A Girl and her Sport

Thanks to the recommendations of one of my terrific writing groups, I recently tore my way through Catherine Gilbert Murdock’s YA novel Dairy Queen and its sequels, The Off Season and Front and Center.  All three books follow DJ Schwenk, a painfully shy high school junior growing up on a dairy farm in Wisconsin.  DJ comes from a family of athletes.  Both her brothers play college football.  Her family is loving, but has trouble communicating.  DJ has trouble with her confidence, despite the fact that she’s a gifted athlete herself.  Dairy Queen follows DJ as she decides to try out for the football team herself.  The next book deals with the topic of sports injuries.  In the final book, which came out last year, DJ has to work for an athletic scholarship and decide where to go to college.

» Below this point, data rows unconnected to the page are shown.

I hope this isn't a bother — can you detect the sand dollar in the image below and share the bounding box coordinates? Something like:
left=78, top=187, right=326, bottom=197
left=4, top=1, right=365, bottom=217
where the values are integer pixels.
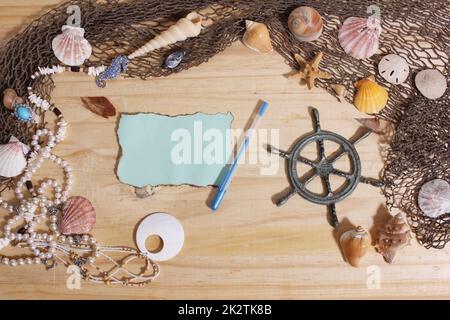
left=378, top=54, right=409, bottom=84
left=415, top=69, right=447, bottom=99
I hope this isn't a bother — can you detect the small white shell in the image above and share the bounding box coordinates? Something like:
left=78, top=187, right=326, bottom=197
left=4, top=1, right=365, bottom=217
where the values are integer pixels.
left=0, top=238, right=10, bottom=250
left=52, top=25, right=92, bottom=66
left=378, top=54, right=409, bottom=84
left=415, top=69, right=447, bottom=100
left=338, top=17, right=382, bottom=60
left=135, top=212, right=184, bottom=261
left=418, top=179, right=450, bottom=218
left=0, top=136, right=29, bottom=178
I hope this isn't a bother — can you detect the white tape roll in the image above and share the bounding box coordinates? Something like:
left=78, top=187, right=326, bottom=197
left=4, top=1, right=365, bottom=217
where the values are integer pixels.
left=135, top=212, right=184, bottom=261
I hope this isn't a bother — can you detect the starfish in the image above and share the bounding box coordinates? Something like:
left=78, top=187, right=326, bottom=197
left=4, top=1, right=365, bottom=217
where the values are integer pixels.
left=288, top=52, right=332, bottom=90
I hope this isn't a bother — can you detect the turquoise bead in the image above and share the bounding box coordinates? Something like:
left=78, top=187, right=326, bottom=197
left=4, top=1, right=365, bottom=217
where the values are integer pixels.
left=14, top=104, right=33, bottom=122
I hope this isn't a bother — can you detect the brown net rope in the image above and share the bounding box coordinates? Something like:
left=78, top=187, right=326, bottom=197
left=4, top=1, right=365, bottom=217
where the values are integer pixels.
left=0, top=0, right=449, bottom=248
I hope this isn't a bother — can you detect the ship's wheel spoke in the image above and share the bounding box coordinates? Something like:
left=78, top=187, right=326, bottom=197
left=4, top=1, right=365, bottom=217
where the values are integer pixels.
left=296, top=156, right=316, bottom=167
left=321, top=174, right=333, bottom=196
left=331, top=168, right=351, bottom=179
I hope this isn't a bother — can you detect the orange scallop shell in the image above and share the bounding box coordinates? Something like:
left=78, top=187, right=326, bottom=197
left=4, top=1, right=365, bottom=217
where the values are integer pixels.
left=60, top=196, right=96, bottom=235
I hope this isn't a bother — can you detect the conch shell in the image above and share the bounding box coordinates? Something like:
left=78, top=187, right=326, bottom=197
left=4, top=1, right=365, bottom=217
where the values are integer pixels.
left=354, top=76, right=388, bottom=114
left=128, top=12, right=202, bottom=59
left=339, top=226, right=370, bottom=268
left=0, top=136, right=30, bottom=178
left=375, top=213, right=412, bottom=264
left=52, top=25, right=92, bottom=66
left=288, top=6, right=323, bottom=42
left=242, top=20, right=273, bottom=54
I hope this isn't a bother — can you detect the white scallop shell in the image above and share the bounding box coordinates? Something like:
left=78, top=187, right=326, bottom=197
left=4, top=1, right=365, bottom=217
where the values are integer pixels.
left=338, top=17, right=382, bottom=60
left=52, top=25, right=92, bottom=66
left=0, top=136, right=29, bottom=178
left=418, top=179, right=450, bottom=218
left=378, top=54, right=409, bottom=84
left=415, top=69, right=447, bottom=100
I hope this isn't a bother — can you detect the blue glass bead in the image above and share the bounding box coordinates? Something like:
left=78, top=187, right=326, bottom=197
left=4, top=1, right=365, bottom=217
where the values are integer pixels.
left=14, top=104, right=33, bottom=122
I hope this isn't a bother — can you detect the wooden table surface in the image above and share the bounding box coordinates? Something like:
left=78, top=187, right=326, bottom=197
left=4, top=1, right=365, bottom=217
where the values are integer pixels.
left=0, top=0, right=449, bottom=300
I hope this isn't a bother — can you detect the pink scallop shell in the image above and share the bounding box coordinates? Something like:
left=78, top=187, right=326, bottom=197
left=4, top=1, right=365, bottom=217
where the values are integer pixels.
left=418, top=179, right=450, bottom=219
left=338, top=17, right=382, bottom=60
left=60, top=196, right=96, bottom=235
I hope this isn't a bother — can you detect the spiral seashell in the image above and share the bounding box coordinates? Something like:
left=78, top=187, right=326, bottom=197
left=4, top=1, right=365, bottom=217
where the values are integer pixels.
left=242, top=20, right=273, bottom=54
left=2, top=88, right=24, bottom=110
left=128, top=12, right=202, bottom=59
left=52, top=25, right=92, bottom=66
left=338, top=17, right=382, bottom=60
left=0, top=136, right=30, bottom=178
left=375, top=213, right=412, bottom=264
left=288, top=6, right=323, bottom=42
left=354, top=76, right=388, bottom=114
left=60, top=196, right=96, bottom=235
left=339, top=226, right=370, bottom=268
left=418, top=179, right=450, bottom=219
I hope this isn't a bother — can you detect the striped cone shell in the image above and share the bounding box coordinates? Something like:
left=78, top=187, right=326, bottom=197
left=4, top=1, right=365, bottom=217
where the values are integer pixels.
left=60, top=196, right=96, bottom=235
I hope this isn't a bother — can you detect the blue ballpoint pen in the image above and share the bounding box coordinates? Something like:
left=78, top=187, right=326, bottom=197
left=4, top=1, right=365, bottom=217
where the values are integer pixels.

I feel like its one of the highest compliments I can give to say that a book felt compelling even when the topic wasn’t one that usually interests me.  Honestly, I can’t even watch the Superbowl for the ads.  That’s how little I care about football.  Also, despite having grown up in North Carolina, where college basketball was pretty much the only sport going and my own mother is a pretty serious Duke fan, I can’t say I care for that much either.  However, these books had me reading about football, coaching, athletic injuries, and NCAA recruiting rules.  There’s more than a little teen angst and boy drama thrown in there, but unlike reading some narrators, whose inability to grow up or see the truth frustrates me as a reader, reading DJ’s voice always had me sympathetic with where she was in her life and impressed with how she was growing up.  Overall, I enjoyed these light summer reads a lot.